OPEC will see an incomplete job when it meets on 25 May and so be likely to extend the existing 2016-agreed deal to reduce levels of production. This is the view of US-based investment firm PIMCO.
As the Organization of the Petroleum Exporting Countries remains highly relevant, this matters to the world and its economy. OPEC is not the fearsome beast it was in the 1970s and 1980s when its product was mostly the only game in town.

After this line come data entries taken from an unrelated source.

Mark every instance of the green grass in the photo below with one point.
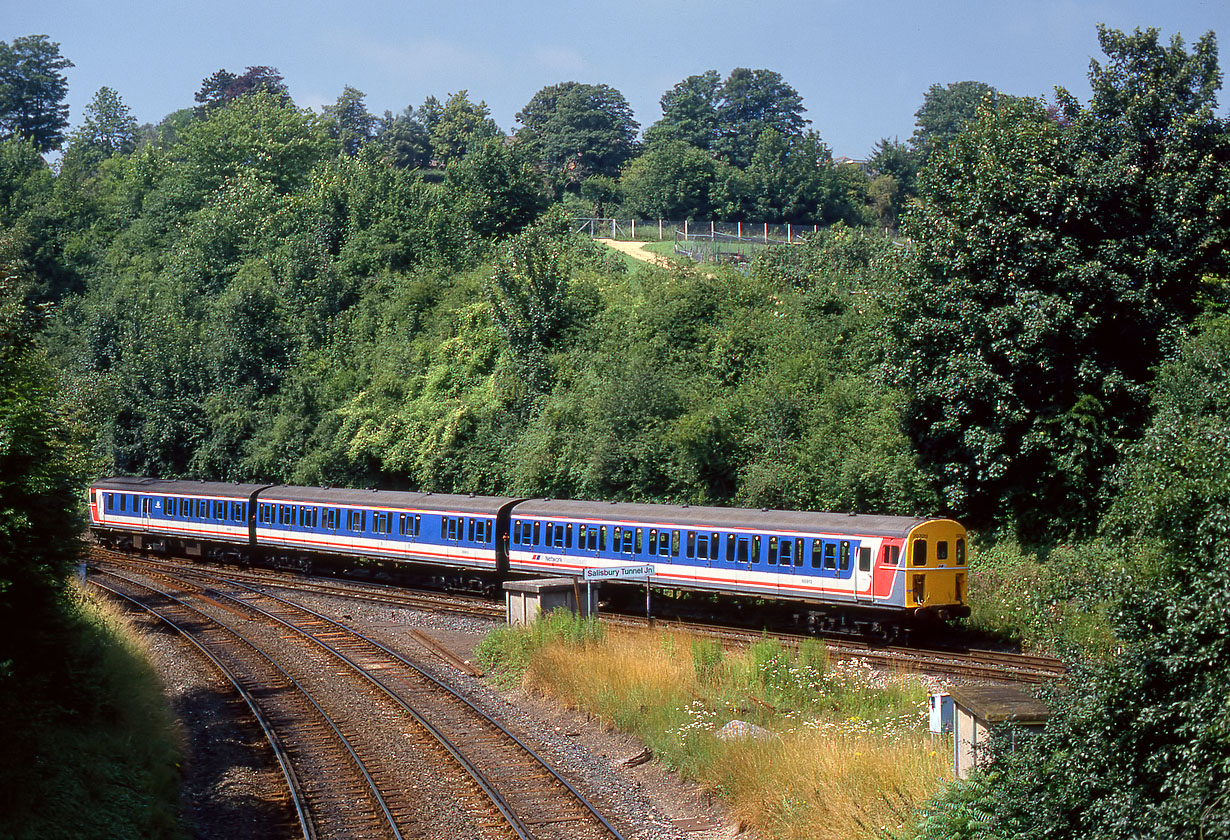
(843, 759)
(102, 761)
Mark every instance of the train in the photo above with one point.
(843, 570)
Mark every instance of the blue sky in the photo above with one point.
(861, 68)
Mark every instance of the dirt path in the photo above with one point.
(636, 250)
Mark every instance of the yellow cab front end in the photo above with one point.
(935, 570)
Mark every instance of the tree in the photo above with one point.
(406, 139)
(579, 129)
(37, 534)
(496, 190)
(1059, 261)
(528, 295)
(945, 112)
(461, 127)
(352, 123)
(108, 128)
(753, 101)
(897, 160)
(32, 91)
(1162, 697)
(689, 112)
(673, 180)
(795, 180)
(224, 86)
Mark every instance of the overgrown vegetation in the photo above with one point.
(90, 744)
(827, 737)
(250, 290)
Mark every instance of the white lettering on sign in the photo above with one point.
(619, 572)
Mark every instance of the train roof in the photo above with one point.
(176, 487)
(481, 506)
(710, 517)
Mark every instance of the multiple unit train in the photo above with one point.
(840, 567)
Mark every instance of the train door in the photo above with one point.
(380, 529)
(862, 561)
(736, 557)
(591, 541)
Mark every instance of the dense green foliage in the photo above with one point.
(251, 290)
(32, 91)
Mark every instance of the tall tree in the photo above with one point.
(108, 127)
(753, 101)
(405, 139)
(689, 112)
(461, 127)
(1060, 261)
(496, 188)
(945, 111)
(32, 90)
(352, 123)
(36, 493)
(582, 129)
(673, 180)
(224, 86)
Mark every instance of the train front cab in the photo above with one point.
(935, 570)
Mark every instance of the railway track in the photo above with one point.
(359, 705)
(955, 663)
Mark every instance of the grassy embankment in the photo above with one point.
(844, 760)
(99, 755)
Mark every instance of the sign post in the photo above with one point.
(620, 573)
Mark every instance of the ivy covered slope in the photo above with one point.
(251, 290)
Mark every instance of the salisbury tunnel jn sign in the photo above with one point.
(619, 573)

But for all the attention paid to changes in US shale output, OPEC can swing oil balances more in a single month than US shale can in a year, says Greg Sharenow, a portfolio manager at PIMCO.
Rewinding to 2016
- oil market hit an inflection point in the summer
- declining non-OPEC output and strong demand signalled rebalancing
- fourth-quarter surge in OPEC output looked set to delay rebalancing by another year
- last-minute negotiations led to an agreement to curtail output
- this accelerated drawdown of surplus inventories in 2017
“While this deal has reignited non-OPEC investment, we expect OPEC to maintain discipline through year-end 2017, allowing inventories to continue to normalise,” comments Sharenow.
He believes the main risk is that OPEC fails to renew the deal and increases output just as the supplies resulting from short-cycle (primarily shale) investment in the US begin to accelerate.
Reuters reports that an OPEC panel taking place this week to review scenarios for next week's policy setter meeting is looking at the option of deepening and extending the deal.
If OPEC extends the deal as PIMCO expects, the price of benchmark Brent could average in the mid-$50s in 2017 and 2018. PIMCO says it could revise its price view higher should production costs begin to rise at a faster rate than producers can improve efficiency.